Моргнув, мать бросила на нее растерянный взгляд, будто толком и не поняла вопроса. Будто он лишним был, неуместным и где-то оскорбительным даже. Пожав плечами, проговорила осторожно:
– Что значит – умеешь любить, не умеешь? При чем тут вообще умение? Вы мои дети, и этим все сказано. А почему ты спросила?
– Да так… Мне сегодня одна женщина сказала, что каждый родитель уверен в том, что любит своих детей правильно.
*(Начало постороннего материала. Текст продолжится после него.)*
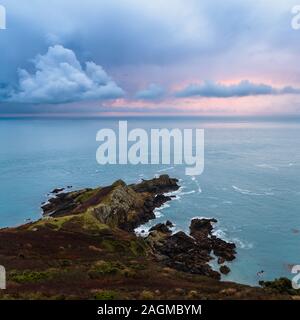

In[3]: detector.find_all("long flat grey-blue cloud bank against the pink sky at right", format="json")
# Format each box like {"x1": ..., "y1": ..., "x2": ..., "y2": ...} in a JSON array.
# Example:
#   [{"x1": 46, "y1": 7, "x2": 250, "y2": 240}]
[{"x1": 176, "y1": 80, "x2": 300, "y2": 98}]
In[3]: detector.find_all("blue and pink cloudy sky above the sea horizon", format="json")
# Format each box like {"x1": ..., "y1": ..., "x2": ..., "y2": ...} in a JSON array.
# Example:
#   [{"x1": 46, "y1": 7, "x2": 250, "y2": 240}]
[{"x1": 0, "y1": 0, "x2": 300, "y2": 116}]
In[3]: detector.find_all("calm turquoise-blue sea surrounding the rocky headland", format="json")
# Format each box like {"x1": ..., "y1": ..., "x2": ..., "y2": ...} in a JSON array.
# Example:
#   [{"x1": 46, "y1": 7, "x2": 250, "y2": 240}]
[{"x1": 0, "y1": 118, "x2": 300, "y2": 284}]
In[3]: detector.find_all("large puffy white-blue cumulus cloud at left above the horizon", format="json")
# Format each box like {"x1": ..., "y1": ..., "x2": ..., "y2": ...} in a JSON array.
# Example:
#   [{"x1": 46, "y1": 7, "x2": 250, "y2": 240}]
[{"x1": 8, "y1": 45, "x2": 124, "y2": 104}]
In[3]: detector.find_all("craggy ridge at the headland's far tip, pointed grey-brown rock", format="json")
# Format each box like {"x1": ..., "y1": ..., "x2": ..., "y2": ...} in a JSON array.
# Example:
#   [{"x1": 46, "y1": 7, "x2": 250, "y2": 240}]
[{"x1": 42, "y1": 175, "x2": 179, "y2": 231}]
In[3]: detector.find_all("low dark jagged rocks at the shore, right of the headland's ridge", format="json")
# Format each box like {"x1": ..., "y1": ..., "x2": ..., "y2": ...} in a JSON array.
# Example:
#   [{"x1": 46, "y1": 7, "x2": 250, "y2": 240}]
[{"x1": 147, "y1": 219, "x2": 236, "y2": 279}]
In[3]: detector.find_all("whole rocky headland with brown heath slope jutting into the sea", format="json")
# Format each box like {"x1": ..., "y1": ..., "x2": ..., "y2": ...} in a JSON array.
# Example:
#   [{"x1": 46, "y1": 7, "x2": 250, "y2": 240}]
[{"x1": 0, "y1": 175, "x2": 295, "y2": 299}]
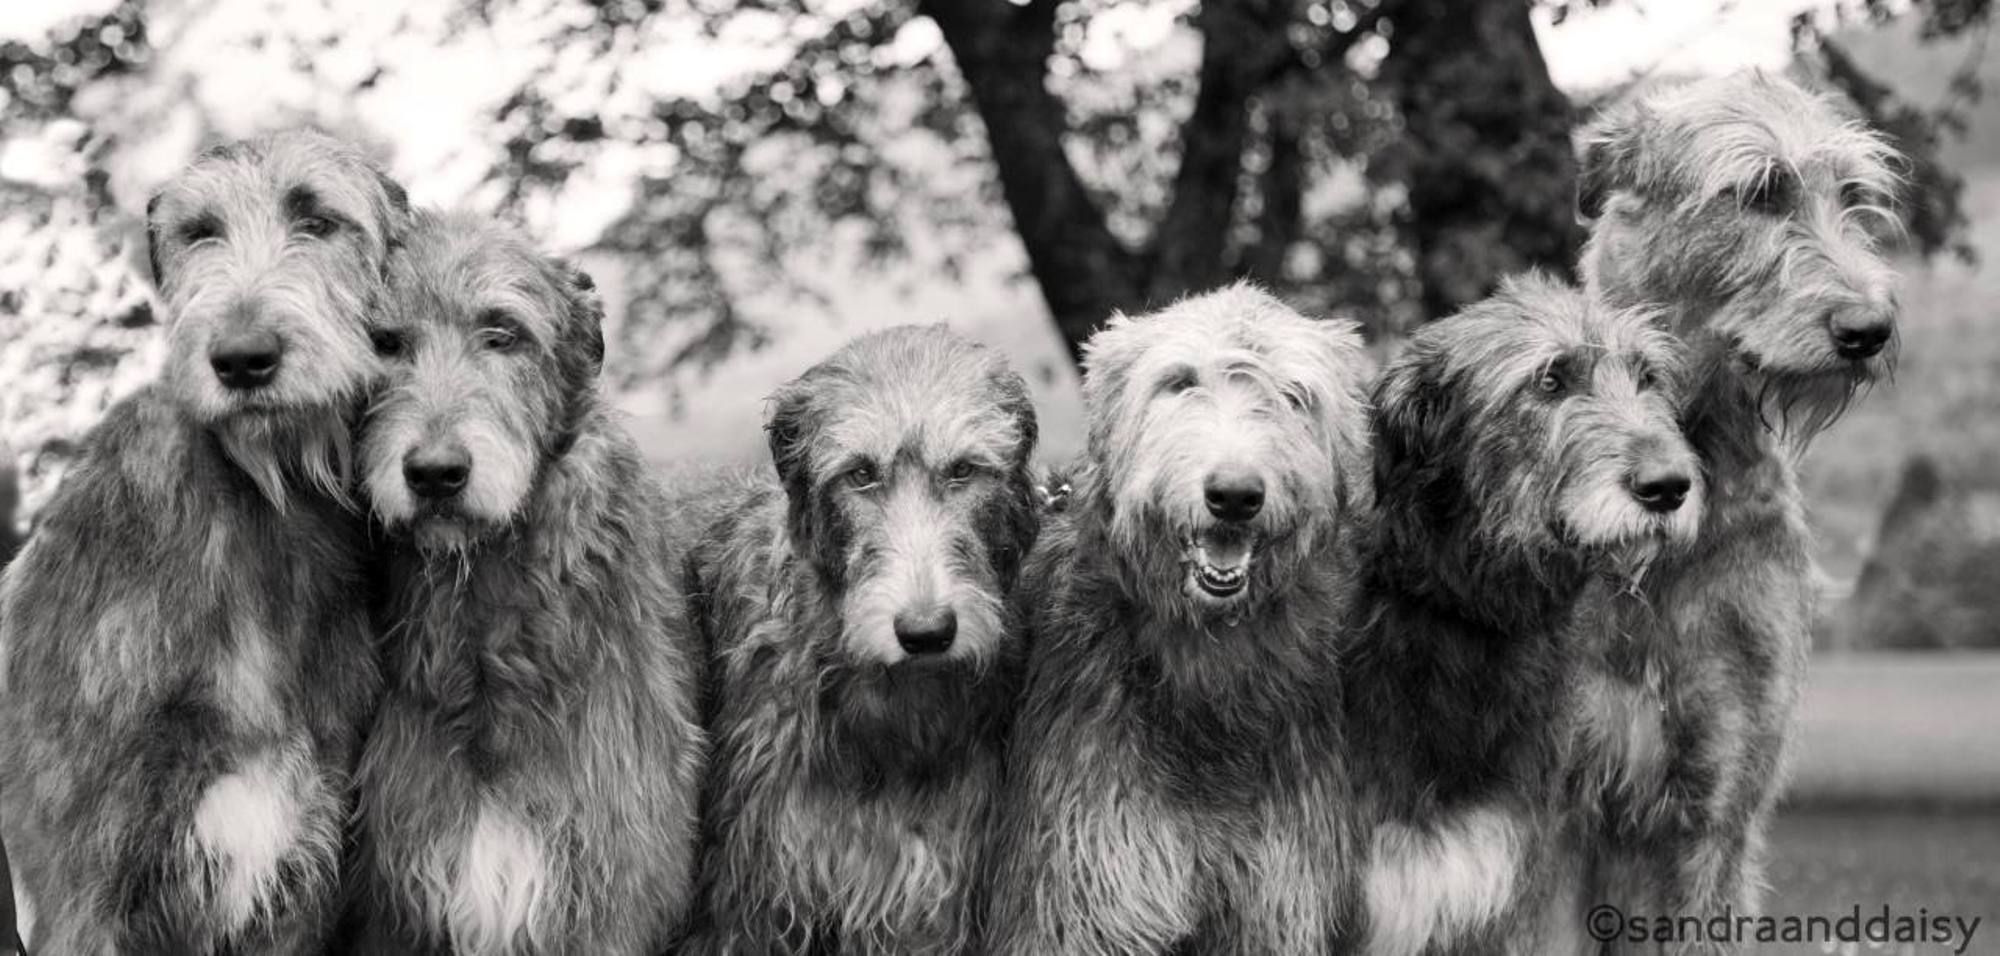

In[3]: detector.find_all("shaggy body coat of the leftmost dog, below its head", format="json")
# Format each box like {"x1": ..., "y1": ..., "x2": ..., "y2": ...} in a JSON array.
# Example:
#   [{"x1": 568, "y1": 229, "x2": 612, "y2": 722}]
[{"x1": 0, "y1": 388, "x2": 376, "y2": 954}]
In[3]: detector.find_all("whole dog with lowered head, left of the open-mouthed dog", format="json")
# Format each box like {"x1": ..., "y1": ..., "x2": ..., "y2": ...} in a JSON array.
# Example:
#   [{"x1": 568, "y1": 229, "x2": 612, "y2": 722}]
[{"x1": 690, "y1": 328, "x2": 1038, "y2": 956}]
То есть принимает свою собственную правильность за истину. И потому никого нельзя научить родительской любви. Место для учителей не предусмотрено, понимаешь? И ребенку надо принимать любовь такой, какая она есть. А принимать – очень трудно. Иногда вообще – практически невозможно. Тут, наверное, особые силы нужны. Вот и Милка… Она не смогла, наверное… Сил не нашла…
– А ты?
– Я? Наверное… и я тоже, мам… До определенного момента. Просто мне один маленький мальчик помог, и я…
– Не знаю, Кать. Обидно мне все это слышать. Просто до ужаса обидно. По-моему, я вас всегда правильно воспитывала. И ничего дурного не делала. Я и книжки по педагогике читала, и статьи в журналах…
– Да, мам, конечно. Воспитывать – это да. Этому, наверное, можно научить. Как правильно садить на горшок, как заставить мыть руки перед едой, как держать нож в правой руке, а вилку – в левой. А научить любить… Здесь наука педагогика, наверное, бессильна. Здесь каждый сам по себе плюхается как умеет. Ни правых здесь нет, ни виноватых. Ты прости Милку, мам… Понимаешь, у нее просто… просто накопилось… Вот и выплеснулось. Но она поймет, обязательно поймет!
Тяжело вздохнув, мать подняла руки, потерла ладонями опухшее от слез лицо. Потом снова опустила руки на стол, сцепила пухлые пальцы в замок, задумчиво уставилась в темное окно. Молчала долго. Потом прошептала с измученной хрипотцой:
– Может, ты и права, Катенька… Знаешь, я действительно никогда не задумывалась… Неслась вперед, как взнузданная лошадь, лишь бы дорога ровная была да седоков из кибитки не растерять. Вас то есть. А получилось – всех растеряла. Обидно… Делаешь что-то для детей, из кожи вон лезешь, а они… Чуть что не так, и полная бочка меда дерьмом становится. Обидно! Обидно то, что никто потом не понимает, что он хоть и горький, но все равно же – мед…
– А я поняла, мам. Честное слово, я это поняла. Сейчас вот ехала в электричке и как раз об этом думала. Действительно, горький, но все равно – мед. Я поняла, мам…
Мать коротко вздохнула, снова тяжко всхлипнула. Потом проговорила осторожно, будто боясь спугнуть установившееся меж ними хрупкое откровение:
– Катенька, ты послушай меня… Уж не знаю, правильно или нет, но я вас очень, очень люблю… Простите меня, если неправильно…
Лицо ее снова подернулось слезной судорогой, голова мотнулась назад, будто она хотела задержать рвущиеся наружу слезы.